Companies like SAIC and CGI don't get billions of dollars in contracts because they employ the most brilliant and creative programmers in the world. They get those contracts because they're experts in working the federal contracting system. In fact, the Healthcare.gov contract was awarded to a CGI subsidiary called CGI Federal, so named because its reason for existing is to win federal contracts. If you're an NPR listener, you've probably heard, "This program is made possible by General Dynamics IT." You may have thought, "A weapons company does IT? That's weird." But if there's anything weapons manufacturers know, it's how to get a hold of taxpayer money, and there's big money there. General Dynamics' IT division took in $10 billion last year, mostly from the government. Lockheed Martin, the largest government contractor ($37 billion in federal contracts in 2012) has an IT unit as well; its 2012 revenue was $8.8 billion.

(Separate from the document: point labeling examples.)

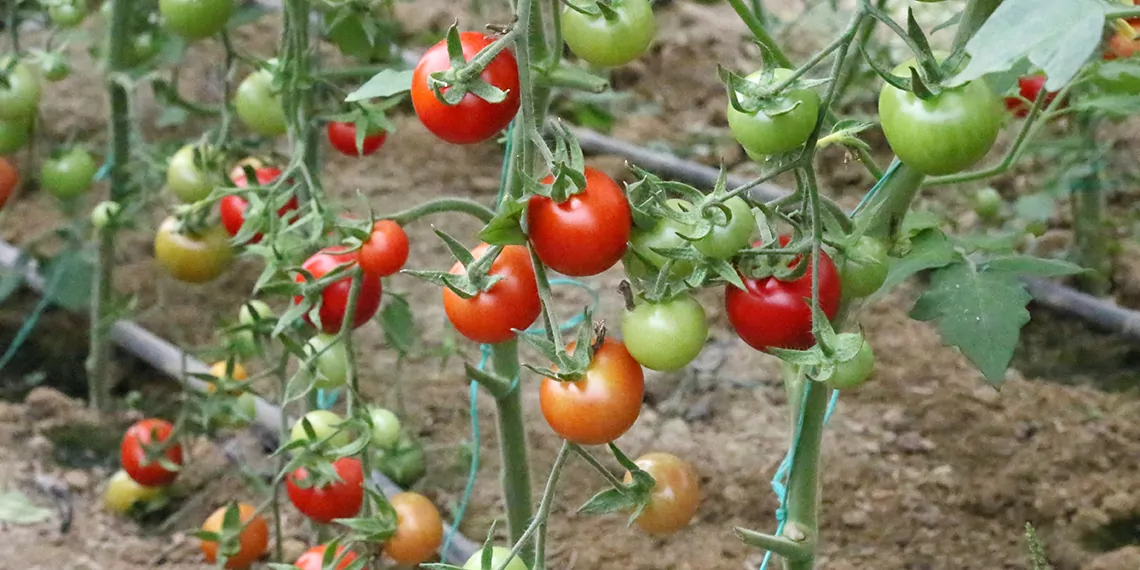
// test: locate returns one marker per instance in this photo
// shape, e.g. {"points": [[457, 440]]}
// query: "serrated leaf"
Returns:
{"points": [[1028, 265], [385, 83], [1056, 35], [980, 312], [929, 250]]}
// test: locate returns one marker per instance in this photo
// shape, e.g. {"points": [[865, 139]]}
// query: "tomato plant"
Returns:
{"points": [[342, 137], [600, 406], [943, 133], [139, 457], [253, 537], [326, 503], [418, 529], [473, 119], [334, 296], [786, 127], [770, 312], [612, 35], [587, 233], [665, 335], [675, 496], [197, 257], [68, 174], [511, 303], [385, 251]]}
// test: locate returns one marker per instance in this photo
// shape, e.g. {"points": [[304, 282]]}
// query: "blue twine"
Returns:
{"points": [[779, 486]]}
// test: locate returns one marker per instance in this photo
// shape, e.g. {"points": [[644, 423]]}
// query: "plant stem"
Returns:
{"points": [[99, 352], [512, 433]]}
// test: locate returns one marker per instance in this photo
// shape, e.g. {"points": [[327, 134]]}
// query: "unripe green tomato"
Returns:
{"points": [[21, 97], [195, 19], [666, 335], [332, 360], [385, 426], [68, 176], [14, 135], [987, 204], [854, 372], [324, 424], [104, 212], [259, 106], [499, 554], [763, 135]]}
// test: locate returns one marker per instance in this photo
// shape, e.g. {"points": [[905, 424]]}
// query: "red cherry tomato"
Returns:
{"points": [[602, 405], [342, 137], [585, 235], [490, 316], [473, 119], [772, 312], [334, 299], [340, 499], [132, 453], [385, 251], [312, 559]]}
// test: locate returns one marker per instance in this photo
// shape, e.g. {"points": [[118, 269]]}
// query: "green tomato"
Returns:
{"points": [[259, 106], [864, 268], [195, 19], [385, 426], [68, 176], [944, 133], [104, 212], [325, 424], [188, 181], [21, 97], [67, 14], [666, 335], [499, 555], [724, 242], [613, 39], [332, 360], [14, 135], [764, 135], [855, 372]]}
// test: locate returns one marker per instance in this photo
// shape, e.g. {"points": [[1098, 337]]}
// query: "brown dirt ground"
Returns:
{"points": [[926, 467]]}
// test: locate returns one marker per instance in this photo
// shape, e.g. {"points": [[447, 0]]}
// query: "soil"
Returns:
{"points": [[926, 467]]}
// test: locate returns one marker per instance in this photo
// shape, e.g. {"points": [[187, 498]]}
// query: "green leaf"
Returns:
{"points": [[68, 276], [980, 312], [1056, 35], [384, 83], [16, 509], [1028, 265], [929, 250]]}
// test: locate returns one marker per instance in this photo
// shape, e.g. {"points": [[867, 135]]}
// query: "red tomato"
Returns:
{"points": [[1029, 88], [342, 137], [490, 316], [586, 234], [314, 556], [772, 312], [132, 453], [334, 299], [385, 251], [602, 405], [473, 119], [339, 499]]}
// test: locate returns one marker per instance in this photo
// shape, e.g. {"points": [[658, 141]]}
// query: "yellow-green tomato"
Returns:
{"points": [[259, 106], [499, 554], [666, 335], [331, 360], [122, 493], [762, 133], [385, 426], [325, 424]]}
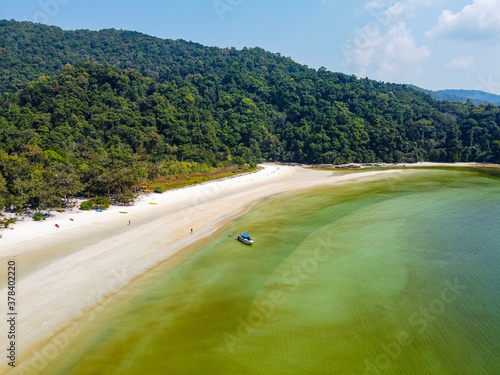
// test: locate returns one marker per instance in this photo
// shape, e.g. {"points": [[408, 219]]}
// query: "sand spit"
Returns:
{"points": [[63, 272]]}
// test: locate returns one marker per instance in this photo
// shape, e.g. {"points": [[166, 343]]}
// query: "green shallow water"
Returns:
{"points": [[395, 276]]}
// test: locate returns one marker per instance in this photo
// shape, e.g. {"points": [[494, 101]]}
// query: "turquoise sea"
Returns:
{"points": [[394, 276]]}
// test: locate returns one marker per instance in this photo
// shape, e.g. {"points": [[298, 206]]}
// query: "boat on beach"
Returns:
{"points": [[245, 238]]}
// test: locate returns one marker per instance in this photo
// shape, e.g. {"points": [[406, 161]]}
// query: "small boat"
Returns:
{"points": [[245, 238]]}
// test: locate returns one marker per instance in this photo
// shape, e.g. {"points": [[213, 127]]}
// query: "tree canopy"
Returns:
{"points": [[97, 112]]}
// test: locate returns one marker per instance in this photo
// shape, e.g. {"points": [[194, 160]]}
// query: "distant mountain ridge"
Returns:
{"points": [[485, 97], [476, 97]]}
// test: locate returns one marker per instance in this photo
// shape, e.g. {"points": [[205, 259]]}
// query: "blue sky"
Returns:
{"points": [[435, 44]]}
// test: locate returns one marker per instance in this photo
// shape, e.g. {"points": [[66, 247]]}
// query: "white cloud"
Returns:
{"points": [[479, 20], [389, 53], [463, 62]]}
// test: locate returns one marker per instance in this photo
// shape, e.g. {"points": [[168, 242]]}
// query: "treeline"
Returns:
{"points": [[107, 109]]}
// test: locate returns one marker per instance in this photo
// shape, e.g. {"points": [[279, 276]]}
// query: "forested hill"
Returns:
{"points": [[85, 105]]}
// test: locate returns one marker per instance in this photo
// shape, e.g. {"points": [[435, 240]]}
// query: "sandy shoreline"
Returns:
{"points": [[63, 272]]}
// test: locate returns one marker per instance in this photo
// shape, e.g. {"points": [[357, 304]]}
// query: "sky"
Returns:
{"points": [[434, 44]]}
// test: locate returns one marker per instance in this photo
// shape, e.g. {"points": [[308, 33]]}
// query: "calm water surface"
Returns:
{"points": [[396, 276]]}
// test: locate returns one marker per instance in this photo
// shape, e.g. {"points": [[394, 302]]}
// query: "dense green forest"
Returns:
{"points": [[97, 112]]}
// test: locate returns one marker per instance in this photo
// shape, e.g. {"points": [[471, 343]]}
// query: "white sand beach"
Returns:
{"points": [[62, 273]]}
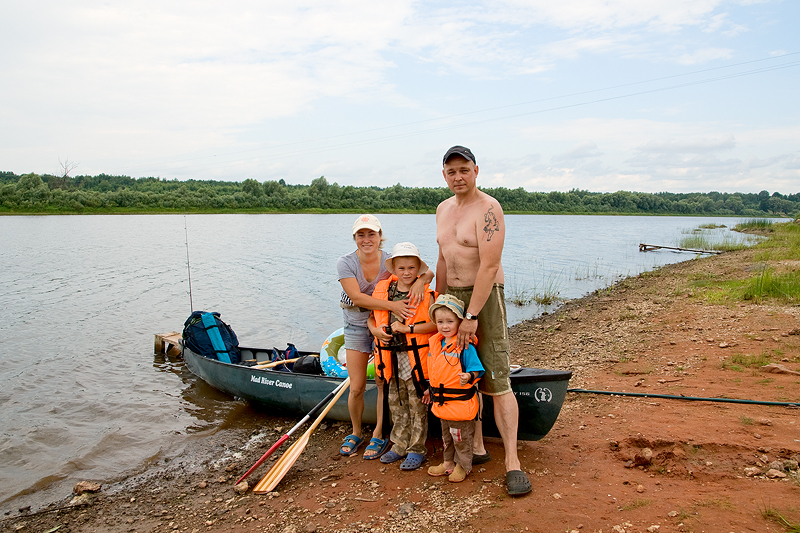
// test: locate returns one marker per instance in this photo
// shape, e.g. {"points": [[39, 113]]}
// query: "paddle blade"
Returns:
{"points": [[282, 466]]}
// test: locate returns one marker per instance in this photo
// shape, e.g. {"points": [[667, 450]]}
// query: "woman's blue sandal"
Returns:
{"points": [[377, 447], [351, 442], [391, 457], [412, 462]]}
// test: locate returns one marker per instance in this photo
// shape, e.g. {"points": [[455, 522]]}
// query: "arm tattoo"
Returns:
{"points": [[491, 224]]}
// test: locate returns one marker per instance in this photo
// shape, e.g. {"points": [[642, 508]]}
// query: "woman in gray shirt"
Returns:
{"points": [[359, 272]]}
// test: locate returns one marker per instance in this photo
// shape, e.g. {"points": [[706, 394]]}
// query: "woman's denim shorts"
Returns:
{"points": [[357, 338]]}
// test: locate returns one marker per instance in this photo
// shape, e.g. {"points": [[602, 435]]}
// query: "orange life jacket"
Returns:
{"points": [[416, 343], [450, 400]]}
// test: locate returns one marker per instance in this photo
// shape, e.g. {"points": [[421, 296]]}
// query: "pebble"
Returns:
{"points": [[86, 486]]}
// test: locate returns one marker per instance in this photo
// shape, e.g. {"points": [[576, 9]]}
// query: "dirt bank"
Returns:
{"points": [[611, 463]]}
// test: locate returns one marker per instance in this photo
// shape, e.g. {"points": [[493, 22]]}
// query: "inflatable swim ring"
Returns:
{"points": [[333, 356]]}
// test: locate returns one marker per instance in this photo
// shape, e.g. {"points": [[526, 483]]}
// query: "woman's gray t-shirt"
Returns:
{"points": [[348, 266]]}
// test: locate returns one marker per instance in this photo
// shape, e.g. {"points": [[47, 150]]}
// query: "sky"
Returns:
{"points": [[635, 95]]}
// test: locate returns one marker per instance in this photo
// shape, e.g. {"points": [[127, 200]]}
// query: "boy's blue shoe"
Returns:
{"points": [[377, 447], [391, 457], [352, 443], [413, 461]]}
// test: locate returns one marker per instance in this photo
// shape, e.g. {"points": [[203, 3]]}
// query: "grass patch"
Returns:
{"points": [[728, 242], [722, 503], [635, 504], [738, 362], [768, 284], [712, 226], [761, 224], [774, 515]]}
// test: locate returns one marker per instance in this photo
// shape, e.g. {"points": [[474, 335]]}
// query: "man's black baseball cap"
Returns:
{"points": [[463, 151]]}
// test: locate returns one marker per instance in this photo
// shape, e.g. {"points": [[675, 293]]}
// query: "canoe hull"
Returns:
{"points": [[540, 393]]}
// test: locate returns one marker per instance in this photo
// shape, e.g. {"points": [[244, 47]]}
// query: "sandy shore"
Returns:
{"points": [[611, 463]]}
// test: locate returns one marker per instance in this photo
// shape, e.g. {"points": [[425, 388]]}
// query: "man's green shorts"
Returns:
{"points": [[493, 345]]}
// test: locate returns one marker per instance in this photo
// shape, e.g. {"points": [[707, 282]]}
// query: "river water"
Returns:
{"points": [[83, 397]]}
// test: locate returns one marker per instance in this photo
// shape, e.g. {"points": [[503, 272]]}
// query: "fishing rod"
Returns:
{"points": [[188, 267], [690, 398]]}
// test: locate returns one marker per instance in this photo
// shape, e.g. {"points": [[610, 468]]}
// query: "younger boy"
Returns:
{"points": [[401, 355], [453, 395]]}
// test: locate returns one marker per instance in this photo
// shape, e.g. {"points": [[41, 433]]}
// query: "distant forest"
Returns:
{"points": [[48, 194]]}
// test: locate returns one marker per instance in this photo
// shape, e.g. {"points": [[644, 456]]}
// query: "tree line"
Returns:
{"points": [[34, 193]]}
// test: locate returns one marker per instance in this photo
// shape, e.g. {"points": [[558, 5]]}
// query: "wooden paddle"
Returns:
{"points": [[283, 439], [287, 460], [262, 366], [274, 363]]}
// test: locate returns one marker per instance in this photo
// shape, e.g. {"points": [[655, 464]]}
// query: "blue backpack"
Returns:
{"points": [[205, 334]]}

They were the ones who did the second phase of the FBI's tech revamp and had to be kicked off the project (and guess who's the lead contractor on the F-35).
Hindsight is 20/20, of course. But given the way federal contracting works—and the abysmal record of government IT projects—if the Obama administration had the proper foresight, it would have realized that the ordinary procurement process would probably doom this project, at least in its initial stages. So what could they have done differently? The smartest thing might have been to recruit bidders from outside the world of government contracting, with a public push that highlighted the absurdity of the existing contracting system, made clear the technical hurdles Healthcare.gov would have to overcome, and challenged companies to come forward and see if they could achieve what the big government contractors probably couldn't. There are surely hundreds of technology companies that could have completed every aspect of this project—companies with the technical expertise to handle the job, but whose business models aren't predicated on making their projects as complex and costly as possible. There would have been hoops to jump through to make the process compatible with existing procurement rules, but it could have been done.
Before Republicans start feeling too vindicated by the failures of Healthcare.gov, they should remember that they were the biggest advocates of outsourcing government tasks to private contractors like CGI. They told us that private companies would always do things cheaper and more effectively than government could. Government contracting exploded during the Bush years; the total value of federal contracts was just over $200 billion in 2000, but increased to well over $500 billion by the end of Bush's term (it has declined slightly during the Obama administration, but remains over half a trillion dollars a year).
This isn't just a government problem. It isn't just a private-sector problem, either. It's a result of what happens when the two come together and there are ungodly amounts of money to be made. But we should never forget that large systems—and all their pathologies—are the product of individual decisions made by human beings. There's nothing inevitable or eternal about them. They can be changed and improved. It isn't easy, but we just have to try.